# carmunity abzocke



## MisterGeld is futsch (1 Juli 2011)

Bei mir steht dauernt E-plus hat ihnen soeben 4.99 EUR für die Nutzung des premiumdienstes von carmunity berechnet. Bei Fragen wenden Sie sich bitte an den Partner.

Nummer 1232111

wat is dat???
und wer soll der partner sein???


----------



## Heiko (1 Juli 2011)

Das kann Dir sicher erst mal E-Plus beantworten.

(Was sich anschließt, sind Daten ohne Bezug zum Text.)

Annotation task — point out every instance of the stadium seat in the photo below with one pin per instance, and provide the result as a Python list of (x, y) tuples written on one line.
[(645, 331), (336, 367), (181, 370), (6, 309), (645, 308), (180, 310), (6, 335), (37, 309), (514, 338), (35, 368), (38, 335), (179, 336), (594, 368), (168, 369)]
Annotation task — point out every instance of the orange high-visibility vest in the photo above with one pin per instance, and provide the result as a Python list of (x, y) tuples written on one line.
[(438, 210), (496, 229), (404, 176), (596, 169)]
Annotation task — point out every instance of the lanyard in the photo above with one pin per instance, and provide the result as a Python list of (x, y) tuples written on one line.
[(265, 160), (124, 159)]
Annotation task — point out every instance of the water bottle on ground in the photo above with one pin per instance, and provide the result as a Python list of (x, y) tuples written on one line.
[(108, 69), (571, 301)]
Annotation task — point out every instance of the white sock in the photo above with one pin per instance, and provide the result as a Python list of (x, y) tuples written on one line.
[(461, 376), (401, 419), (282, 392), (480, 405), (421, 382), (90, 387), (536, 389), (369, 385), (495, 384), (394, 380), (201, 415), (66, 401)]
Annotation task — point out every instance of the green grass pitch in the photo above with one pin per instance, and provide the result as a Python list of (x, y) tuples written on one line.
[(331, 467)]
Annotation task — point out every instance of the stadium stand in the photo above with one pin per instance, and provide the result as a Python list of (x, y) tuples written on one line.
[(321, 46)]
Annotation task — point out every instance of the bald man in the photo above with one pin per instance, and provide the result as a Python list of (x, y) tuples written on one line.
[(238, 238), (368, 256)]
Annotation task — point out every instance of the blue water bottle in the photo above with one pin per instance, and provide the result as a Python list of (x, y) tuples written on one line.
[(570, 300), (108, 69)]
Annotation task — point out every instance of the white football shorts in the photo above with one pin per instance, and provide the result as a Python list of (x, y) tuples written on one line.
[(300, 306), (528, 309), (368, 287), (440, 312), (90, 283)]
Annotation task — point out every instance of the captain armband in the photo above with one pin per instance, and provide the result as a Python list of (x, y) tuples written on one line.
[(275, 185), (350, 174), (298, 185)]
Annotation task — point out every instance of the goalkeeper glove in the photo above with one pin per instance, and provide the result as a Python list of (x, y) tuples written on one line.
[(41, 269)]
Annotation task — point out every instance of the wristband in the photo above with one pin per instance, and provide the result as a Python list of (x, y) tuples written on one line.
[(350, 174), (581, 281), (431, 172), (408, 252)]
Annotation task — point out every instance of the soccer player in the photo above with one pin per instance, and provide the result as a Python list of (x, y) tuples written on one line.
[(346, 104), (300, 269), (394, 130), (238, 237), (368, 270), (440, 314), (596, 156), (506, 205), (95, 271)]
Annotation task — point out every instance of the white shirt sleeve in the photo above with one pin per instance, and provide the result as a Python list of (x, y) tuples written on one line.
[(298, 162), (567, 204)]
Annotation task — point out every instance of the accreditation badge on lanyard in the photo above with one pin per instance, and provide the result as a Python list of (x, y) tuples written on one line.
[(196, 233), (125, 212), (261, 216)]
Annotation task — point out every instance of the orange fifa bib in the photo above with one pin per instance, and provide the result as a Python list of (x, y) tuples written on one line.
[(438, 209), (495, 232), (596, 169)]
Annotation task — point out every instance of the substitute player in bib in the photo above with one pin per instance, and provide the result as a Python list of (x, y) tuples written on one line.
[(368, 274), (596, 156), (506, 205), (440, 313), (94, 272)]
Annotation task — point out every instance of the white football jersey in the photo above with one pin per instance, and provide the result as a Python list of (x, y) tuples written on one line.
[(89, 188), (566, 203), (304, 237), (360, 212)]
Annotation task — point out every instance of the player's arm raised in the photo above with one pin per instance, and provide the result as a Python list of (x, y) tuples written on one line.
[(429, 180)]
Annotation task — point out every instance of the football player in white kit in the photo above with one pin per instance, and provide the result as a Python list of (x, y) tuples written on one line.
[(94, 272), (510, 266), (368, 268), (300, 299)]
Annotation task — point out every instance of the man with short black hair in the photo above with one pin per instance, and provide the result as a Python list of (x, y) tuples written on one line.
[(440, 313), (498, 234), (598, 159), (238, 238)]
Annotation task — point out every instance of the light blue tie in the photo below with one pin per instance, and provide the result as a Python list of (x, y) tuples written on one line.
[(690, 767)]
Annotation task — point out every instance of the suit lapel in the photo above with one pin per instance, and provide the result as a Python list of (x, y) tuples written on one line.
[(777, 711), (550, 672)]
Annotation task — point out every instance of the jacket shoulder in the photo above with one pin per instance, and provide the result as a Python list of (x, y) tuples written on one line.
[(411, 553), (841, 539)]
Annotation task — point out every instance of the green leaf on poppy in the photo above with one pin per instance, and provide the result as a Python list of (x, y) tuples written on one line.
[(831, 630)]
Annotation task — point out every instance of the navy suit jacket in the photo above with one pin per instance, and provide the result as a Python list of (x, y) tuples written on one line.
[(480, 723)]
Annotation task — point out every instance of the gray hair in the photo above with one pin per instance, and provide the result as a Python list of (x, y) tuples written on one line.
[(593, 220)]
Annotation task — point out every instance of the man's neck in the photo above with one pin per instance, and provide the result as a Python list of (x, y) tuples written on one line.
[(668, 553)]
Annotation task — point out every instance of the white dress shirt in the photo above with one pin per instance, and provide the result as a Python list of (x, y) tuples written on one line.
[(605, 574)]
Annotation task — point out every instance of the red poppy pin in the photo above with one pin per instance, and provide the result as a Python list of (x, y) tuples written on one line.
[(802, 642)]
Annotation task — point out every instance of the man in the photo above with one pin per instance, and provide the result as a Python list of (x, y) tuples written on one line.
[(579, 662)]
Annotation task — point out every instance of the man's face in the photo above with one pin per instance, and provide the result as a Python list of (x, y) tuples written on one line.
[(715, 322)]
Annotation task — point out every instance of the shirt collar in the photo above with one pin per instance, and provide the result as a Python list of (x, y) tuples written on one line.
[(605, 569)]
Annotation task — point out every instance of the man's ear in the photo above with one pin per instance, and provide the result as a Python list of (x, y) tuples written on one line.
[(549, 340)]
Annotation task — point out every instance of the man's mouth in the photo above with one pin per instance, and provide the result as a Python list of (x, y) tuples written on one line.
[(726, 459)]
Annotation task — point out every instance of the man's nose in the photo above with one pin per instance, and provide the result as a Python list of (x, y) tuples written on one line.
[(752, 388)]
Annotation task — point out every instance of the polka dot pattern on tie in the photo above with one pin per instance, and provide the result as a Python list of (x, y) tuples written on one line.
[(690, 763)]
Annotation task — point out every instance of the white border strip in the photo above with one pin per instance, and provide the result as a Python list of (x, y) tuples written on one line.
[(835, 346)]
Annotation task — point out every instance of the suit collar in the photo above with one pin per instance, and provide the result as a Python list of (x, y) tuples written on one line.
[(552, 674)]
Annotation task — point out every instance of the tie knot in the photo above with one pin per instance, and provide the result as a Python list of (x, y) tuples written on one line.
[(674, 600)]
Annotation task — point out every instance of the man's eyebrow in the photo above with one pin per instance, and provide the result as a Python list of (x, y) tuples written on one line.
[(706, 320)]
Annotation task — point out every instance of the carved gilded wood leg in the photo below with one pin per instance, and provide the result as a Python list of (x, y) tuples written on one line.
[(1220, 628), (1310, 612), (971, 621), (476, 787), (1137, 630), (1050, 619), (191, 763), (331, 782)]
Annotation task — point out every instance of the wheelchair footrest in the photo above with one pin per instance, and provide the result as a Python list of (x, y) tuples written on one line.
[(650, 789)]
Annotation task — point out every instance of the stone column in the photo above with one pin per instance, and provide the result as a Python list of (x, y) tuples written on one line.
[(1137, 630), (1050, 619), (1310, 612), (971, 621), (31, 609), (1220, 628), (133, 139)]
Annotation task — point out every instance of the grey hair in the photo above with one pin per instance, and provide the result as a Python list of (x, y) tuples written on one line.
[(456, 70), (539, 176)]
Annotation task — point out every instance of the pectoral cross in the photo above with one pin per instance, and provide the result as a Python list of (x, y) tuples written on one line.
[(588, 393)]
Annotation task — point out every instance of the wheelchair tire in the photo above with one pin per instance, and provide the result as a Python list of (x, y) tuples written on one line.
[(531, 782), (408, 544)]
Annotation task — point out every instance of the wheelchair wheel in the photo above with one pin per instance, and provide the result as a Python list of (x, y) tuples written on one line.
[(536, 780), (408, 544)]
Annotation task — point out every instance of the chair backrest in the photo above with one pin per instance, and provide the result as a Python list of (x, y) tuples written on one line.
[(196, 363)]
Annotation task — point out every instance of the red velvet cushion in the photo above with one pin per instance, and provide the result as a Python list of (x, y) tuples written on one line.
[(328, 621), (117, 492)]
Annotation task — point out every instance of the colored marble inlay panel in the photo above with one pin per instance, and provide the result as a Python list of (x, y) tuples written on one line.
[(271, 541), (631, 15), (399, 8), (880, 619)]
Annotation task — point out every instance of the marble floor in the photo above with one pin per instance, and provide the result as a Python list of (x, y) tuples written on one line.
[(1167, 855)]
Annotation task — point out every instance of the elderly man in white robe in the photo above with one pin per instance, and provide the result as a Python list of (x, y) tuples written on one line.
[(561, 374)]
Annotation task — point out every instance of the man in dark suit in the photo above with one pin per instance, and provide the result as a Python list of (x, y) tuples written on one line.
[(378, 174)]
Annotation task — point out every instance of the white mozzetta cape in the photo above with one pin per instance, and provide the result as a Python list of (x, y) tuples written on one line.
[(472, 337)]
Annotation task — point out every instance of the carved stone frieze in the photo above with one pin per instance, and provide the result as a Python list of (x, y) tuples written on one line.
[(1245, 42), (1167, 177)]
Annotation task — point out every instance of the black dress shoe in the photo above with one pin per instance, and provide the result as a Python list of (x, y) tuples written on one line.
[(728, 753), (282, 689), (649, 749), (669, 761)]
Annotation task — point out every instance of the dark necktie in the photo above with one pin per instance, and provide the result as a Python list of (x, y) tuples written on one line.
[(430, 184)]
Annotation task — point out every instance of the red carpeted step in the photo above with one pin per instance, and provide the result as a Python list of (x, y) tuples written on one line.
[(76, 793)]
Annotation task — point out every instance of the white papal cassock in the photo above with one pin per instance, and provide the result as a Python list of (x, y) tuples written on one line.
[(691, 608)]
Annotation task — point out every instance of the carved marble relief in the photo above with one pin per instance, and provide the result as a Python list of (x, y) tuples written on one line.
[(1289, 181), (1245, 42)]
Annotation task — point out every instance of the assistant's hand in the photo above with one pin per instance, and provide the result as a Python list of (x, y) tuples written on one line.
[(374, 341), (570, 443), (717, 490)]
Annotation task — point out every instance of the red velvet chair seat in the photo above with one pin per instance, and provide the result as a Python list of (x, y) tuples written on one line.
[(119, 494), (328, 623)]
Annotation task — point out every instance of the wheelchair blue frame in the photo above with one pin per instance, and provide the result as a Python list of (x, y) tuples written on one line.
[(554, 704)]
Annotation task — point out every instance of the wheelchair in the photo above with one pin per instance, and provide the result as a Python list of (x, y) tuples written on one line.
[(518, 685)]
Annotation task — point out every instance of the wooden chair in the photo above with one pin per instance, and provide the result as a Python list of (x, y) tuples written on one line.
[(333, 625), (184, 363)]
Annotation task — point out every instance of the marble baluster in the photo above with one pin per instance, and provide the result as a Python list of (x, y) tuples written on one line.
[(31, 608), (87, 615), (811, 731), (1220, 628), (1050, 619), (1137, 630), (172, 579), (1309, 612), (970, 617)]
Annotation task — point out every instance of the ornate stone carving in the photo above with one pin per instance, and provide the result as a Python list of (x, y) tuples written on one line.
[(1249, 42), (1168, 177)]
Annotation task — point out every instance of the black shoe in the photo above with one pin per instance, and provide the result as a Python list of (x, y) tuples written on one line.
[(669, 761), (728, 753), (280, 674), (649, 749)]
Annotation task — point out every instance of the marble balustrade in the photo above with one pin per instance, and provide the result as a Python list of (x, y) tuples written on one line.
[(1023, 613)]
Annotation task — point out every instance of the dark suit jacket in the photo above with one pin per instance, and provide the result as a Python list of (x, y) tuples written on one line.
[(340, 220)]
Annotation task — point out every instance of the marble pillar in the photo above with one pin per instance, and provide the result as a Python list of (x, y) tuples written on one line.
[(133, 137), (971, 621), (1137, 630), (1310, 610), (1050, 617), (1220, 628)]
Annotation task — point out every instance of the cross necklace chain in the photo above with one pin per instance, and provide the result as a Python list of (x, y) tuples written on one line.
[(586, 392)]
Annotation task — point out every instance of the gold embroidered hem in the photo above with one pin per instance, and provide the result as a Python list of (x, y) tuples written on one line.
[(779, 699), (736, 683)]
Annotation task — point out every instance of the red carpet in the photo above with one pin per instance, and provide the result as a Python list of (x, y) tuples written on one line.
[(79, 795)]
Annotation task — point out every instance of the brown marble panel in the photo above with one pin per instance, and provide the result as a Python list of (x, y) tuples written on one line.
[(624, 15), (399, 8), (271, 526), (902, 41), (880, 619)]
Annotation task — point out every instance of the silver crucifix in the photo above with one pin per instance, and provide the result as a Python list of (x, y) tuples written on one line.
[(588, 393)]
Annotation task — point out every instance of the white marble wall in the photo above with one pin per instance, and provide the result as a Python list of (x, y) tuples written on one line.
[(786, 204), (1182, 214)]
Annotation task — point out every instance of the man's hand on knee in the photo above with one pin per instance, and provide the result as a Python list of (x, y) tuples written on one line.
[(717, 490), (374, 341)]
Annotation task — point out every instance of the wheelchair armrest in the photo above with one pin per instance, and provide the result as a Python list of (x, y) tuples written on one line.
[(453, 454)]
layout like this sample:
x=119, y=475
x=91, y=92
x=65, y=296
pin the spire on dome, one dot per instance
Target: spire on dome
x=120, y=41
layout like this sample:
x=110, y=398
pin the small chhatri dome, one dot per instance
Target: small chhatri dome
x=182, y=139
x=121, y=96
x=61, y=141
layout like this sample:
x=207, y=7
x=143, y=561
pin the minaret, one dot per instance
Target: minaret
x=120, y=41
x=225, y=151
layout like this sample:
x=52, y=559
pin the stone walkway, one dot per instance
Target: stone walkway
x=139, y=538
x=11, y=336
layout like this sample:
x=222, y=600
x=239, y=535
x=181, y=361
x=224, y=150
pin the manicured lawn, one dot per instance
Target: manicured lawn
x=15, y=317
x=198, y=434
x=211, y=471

Wenn es wirklich Carmunity ist, dann hilft Dir diese Seite weiter: http://endkunden-support.carmunity.de/


----------



## MisterGeld is futsch (1 Juli 2011)

das steht meine nummer und ich soll da angemeldet sein und irgendwas wöchentlich bezahlen!!!!


----------



## Heiko (1 Juli 2011)

Dann würde ich mich gleich mal wieder abmelden und fragen, wie es sein kann, dass Du da angemeldet bist und nichts davon weißt.


----------



## MisterGeld is futsch (1 Juli 2011)

ich war auf der seite das is ja wohl unteraller würde ich meine welcher mensch macht so etwas mir einfach ein aboan mein  handy zusenden??? kriegt man das rückerstattet??? der shit hat mich jet bestimmt 70 € gekostet!!!!!!


----------



## Heiko (1 Juli 2011)

Hmmmm...

Wieso fällt Dir das erst auf, wenn schon 70 Euronen weg sind?


----------



## MisterGeld is futsch (1 Juli 2011)

ich hatte keine ahnung was das sein sollte!!! und ich bin 14 warum sollte ich da ein sexabo bestellen???? das is jawohl das heftigste was ich je erlebt habe!!!!


----------



## Heiko (1 Juli 2011)

Naja - Alter schützt vor Dummheit nicht.

Aber mal was anderes: red mal mit Deinen Eltern, die können Dir helfen.


----------



## MisterGeld is futsch (1 Juli 2011)

ja ich sag meinem dad das mal...
der weiss was man da tun soll! aber...mit der sex seite das is mir ein bisschen peinlich! (=


----------



## MisterGeld is futsch (1 Juli 2011)

danke für deine hilfe!!!!!


----------



## Heiko (1 Juli 2011)

Jederzeit gern!


----------



## Sgt. Pepper (4 Juli 2011)

Heiko schrieb:


> Wenn es wirklich Carmunity ist, ...


... oder Nachfolgefirma. Man hat sich halt umbenannt.


> Veränderungen
> 
> 14.10.2010
> 
> *carmunity GmbH*, Bremen, Mary-Astell-Straße 2, 28359 Bremen. Nicht mehr Geschäftsführer: K., St.. Geschäftsführer: B., B., *28.08.1980, Bremen; mit der Befugnis die Gesellschaft allein zu vertreten, mit der Befugnis Rechtsgeschäfte mit sich selbst oder als Vertreter Dritter abzuschließen. Durch Beschluss der Gesellschafterversammlung vom 06.04.2010 ist die Firma und entsprechend § 1 des Gesellschaftsvertrages geändert worden. *Die Firma ist geändert in: mobi4friends GmbH*..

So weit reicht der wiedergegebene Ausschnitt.